(Narra Jake)
Por fin volví a la realidad. Paula
acababa de colgar y se dirigía hacia mí con una gran sonrisa en los labios. Me
levanté.
- Buenas noticias – Me
informó – Mi madre me deja quedarme a dormir a casa de Jessi, por lo que podré
quedarme hasta tarde contigo.
- Yo es que creo que
mejor me voy, me encuentro un poco mal.
Me encontraba
perfectamente, pero necesitaba estar tranquilo para asimilar todo lo que había
pasado.
- No te vallas – Me pidió
– Todavía nos queda algo pendiente.
De nuevo intentó besarme,
pero esta vez fui yo el que la interrumpió.
- Mira Paula, eres muy
guapa y todo eso, pero no me gustas. Creo que me he pillado por otra persona,
espero que lo entiendas.
- ¿Perdona? Yo le gusto a
todo el mundo. Si no sabes apreciarme halla tú, pero no vas a encontrar a
ninguna chica mejor que yo.
- Lo siento, pero es que
resulta que ya la he encontrado.
Me di la vuelta y me fui
a casa, dejando tras de mí el alboroto de los que aún disfrutaban de la noche.

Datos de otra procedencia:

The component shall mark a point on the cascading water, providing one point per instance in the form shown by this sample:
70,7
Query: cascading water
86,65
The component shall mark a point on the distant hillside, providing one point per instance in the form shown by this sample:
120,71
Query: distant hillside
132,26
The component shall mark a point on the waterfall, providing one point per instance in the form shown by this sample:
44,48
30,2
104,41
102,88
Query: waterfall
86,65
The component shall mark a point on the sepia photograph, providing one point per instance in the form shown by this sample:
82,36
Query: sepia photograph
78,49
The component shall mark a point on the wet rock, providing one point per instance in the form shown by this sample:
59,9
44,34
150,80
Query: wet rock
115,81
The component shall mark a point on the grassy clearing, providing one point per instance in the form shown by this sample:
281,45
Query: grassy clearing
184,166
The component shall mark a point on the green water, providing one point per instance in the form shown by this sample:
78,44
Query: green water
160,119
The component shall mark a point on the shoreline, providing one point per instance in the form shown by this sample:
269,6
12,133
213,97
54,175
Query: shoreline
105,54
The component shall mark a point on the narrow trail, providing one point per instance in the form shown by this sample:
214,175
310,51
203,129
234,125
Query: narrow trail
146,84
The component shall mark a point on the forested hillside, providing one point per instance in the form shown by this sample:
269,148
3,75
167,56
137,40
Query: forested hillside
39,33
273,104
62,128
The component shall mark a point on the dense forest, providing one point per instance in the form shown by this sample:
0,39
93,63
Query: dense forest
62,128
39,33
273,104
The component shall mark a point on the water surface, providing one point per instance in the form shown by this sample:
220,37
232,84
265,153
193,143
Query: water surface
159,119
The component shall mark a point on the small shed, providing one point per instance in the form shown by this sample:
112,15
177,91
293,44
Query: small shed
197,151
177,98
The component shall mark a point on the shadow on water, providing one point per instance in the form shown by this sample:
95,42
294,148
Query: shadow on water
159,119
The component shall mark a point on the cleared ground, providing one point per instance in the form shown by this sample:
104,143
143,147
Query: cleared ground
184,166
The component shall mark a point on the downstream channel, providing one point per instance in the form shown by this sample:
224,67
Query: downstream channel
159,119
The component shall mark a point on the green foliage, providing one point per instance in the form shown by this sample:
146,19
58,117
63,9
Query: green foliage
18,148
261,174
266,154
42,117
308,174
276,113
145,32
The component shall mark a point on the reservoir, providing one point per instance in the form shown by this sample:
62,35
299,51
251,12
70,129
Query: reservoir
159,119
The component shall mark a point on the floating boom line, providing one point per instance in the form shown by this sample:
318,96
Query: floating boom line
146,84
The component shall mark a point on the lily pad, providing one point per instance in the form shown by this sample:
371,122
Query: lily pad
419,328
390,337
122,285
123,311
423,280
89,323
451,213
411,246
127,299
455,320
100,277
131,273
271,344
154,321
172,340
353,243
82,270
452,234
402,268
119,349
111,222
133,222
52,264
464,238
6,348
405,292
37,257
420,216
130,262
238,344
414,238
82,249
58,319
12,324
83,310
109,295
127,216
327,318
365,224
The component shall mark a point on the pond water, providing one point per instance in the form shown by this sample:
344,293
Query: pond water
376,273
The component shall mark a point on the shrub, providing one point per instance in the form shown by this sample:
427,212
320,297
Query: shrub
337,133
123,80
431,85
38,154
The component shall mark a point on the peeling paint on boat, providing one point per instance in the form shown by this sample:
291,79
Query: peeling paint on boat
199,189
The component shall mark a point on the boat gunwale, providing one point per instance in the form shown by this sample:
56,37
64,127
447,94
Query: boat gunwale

La semana siguiente Paula no me dirigió la palabra ni una sola vez. Tampoco me importaba, pues con su enfado me estaba demostrando lo infantil y creída que era. Además estaba demasiado ocupado como para preocuparme por ella, ya que todo mi tiempo libre lo invertía en recordar a la misteriosa chica del sábado anterior.
Cuando pasó la semana y
llegó el sábado de nuevo, mi obsesión por aquella joven era tan grande que ni
si quiera la compañía de mi hermano conseguía sacarme de mi trance. ¿Cómo podía
existir ser tan maravilloso en este mundo? No, no podía ser una persona normal.
Era… diferente. Sus orejas y sus dedos eran demasiado alargados, y las pupilas
de sus ojos eran más ovaladas de lo normal.
- Joder tío, no se que
coño te pasó la semana pasada, pero estás raro – me dijo Mike.
- Estoy normal ¿vale? Déjame
en paz anda, necesito pensar.
- ¿Lo ves? Mira tronco,
somos hermanos, puedes contármelo, ¿es algo relacionado con… bueno, ya sabes?
- Dios Mike, contigo no
se puede hablar de nada que no sea de sexo. Déjalo, son cosas mías, no lo
entenderías.
- Oye, que conmigo se
puede hablar de un montón de cosas. ¿Me lo vas a contar o no?
- ¡Qué no! Eres un
pesado. Me voy, no tengo ganas de aguantarte.
- Cada día eres más borde
tío. Adiós ¿eh?
- Adiós.
En el fondo, sabía que mi
hermano no tenía la culpa de nada y que yo estaba descargando injustamente toda
mi ira sobre él. Pero estaba angustiado por no encontrarla y me moría de ganas
de volver a verla. Necesitaba relajarme, y, ¿qué mejor que el mirador para
estar tranquilo? Aquel era un lugar mágico lleno de paz y tranquilidad al que
acudía siempre que necesitaba estar solo, por lo que me encaminé hacia allí, con
la esperanza de que esta vez nadie me molestara.